Schools that are essentially closed, have continued to look after and provide care for the children of 'keyworkers' and this has been a great help to many of us, and great fun for some of the children involved. Other schools have taken practical measures to aid the NHS staff, including production of PPE. Many local businesses have taken practical measures to help the staff and have purchased or built many pieces of PPE to help to protect the staff. A friend made the great analogy of this to the little ships of Dunkirk. He was also at pains to point out that although he was pleased to learn of the Prime Minister's on-going recovery, he is, by no means, a Winston Churchill.
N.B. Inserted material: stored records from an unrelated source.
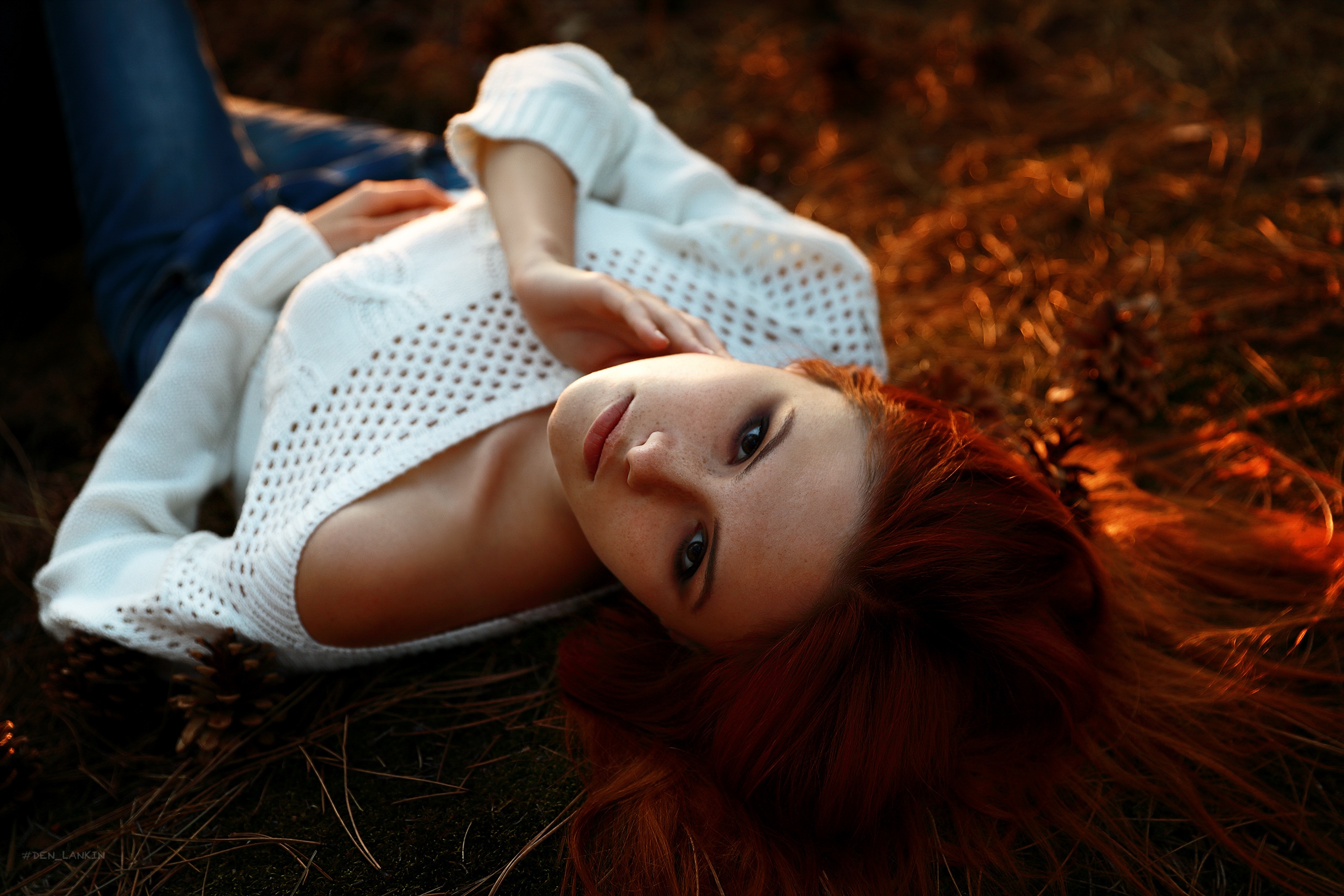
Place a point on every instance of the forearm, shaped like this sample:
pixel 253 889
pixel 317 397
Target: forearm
pixel 531 198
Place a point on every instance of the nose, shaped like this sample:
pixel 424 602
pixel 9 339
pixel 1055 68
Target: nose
pixel 658 464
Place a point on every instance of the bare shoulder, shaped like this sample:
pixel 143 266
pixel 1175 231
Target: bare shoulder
pixel 478 531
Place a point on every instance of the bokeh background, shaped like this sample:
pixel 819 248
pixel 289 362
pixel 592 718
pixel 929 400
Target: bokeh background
pixel 1121 212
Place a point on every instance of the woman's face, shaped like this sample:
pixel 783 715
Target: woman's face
pixel 721 493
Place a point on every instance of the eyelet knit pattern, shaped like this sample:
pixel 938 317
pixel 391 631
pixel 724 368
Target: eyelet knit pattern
pixel 407 345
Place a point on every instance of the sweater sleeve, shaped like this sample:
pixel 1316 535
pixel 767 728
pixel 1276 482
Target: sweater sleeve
pixel 566 99
pixel 139 505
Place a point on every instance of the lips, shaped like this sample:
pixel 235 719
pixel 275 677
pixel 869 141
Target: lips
pixel 594 444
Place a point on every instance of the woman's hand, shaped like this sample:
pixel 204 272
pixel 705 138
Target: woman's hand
pixel 591 320
pixel 373 207
pixel 586 320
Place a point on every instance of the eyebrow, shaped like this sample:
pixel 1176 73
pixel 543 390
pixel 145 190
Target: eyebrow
pixel 710 565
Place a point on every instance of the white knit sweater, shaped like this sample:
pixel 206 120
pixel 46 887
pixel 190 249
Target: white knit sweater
pixel 395 351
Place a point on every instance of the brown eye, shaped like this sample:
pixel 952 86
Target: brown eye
pixel 750 440
pixel 689 558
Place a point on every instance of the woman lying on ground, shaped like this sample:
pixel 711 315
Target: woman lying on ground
pixel 859 638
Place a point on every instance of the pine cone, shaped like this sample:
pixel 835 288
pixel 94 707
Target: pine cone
pixel 105 680
pixel 233 690
pixel 1112 366
pixel 19 769
pixel 951 385
pixel 1047 448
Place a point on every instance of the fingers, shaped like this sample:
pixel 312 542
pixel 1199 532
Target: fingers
pixel 378 198
pixel 658 325
pixel 371 227
pixel 622 299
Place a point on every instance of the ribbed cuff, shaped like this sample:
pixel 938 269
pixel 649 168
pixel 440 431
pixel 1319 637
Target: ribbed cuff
pixel 270 262
pixel 566 117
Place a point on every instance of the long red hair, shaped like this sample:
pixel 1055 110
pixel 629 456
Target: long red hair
pixel 983 676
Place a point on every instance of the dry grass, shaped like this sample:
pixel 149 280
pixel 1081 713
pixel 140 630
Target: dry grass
pixel 1009 168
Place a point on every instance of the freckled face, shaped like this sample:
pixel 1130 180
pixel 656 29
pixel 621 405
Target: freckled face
pixel 721 493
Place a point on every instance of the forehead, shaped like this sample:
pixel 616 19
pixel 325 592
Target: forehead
pixel 784 525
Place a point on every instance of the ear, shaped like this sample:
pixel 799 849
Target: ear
pixel 1076 594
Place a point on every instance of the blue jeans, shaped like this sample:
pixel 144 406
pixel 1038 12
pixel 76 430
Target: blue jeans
pixel 172 175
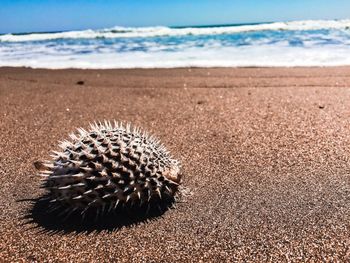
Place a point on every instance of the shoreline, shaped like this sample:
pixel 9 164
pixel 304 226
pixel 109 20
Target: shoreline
pixel 264 151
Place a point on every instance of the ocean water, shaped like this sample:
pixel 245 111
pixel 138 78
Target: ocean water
pixel 298 43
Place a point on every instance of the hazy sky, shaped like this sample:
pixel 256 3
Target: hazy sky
pixel 50 15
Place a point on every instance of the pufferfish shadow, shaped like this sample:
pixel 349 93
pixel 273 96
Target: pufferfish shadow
pixel 53 220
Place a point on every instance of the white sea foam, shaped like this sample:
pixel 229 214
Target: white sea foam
pixel 192 57
pixel 132 32
pixel 277 44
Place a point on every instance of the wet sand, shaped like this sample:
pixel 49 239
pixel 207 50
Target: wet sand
pixel 265 152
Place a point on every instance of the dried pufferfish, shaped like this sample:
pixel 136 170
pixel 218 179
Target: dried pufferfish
pixel 110 167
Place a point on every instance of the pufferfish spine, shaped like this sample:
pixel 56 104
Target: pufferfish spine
pixel 109 167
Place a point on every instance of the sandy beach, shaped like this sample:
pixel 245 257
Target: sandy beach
pixel 264 151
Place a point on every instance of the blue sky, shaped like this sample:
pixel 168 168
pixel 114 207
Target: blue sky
pixel 50 15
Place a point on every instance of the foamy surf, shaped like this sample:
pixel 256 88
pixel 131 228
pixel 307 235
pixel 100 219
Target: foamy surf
pixel 299 43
It seems that a national crisis has brought out the best of so many people within the country with 750,000 volunteers signing up to help.


The issue of personal protective equipment (PPE) is well documented elsewhere, and despite several public assurances from the Government it appears that many health care workers are still experiencing a shortfall in supplies. It seems that Government's latest approach though is to castigate health care workers for using up the equipment.

I am certain that the issues of PPE and appropriate testing for staff and public will need to be looked at in great detail after the crisis has passed. The UK guidance for this has changed several times, and I suspect this is down to issues of supply chains rather than any changes in actual evidence. These are questions for another day though.

Let me conclude by saluting every single one of my colleagues and friends. Having seen what's been achieved in such a short space of time, I have never been prouder to work for the NHS and with its truly exceptional workforce. Let's hope that when this is over, this is not easily forgotten.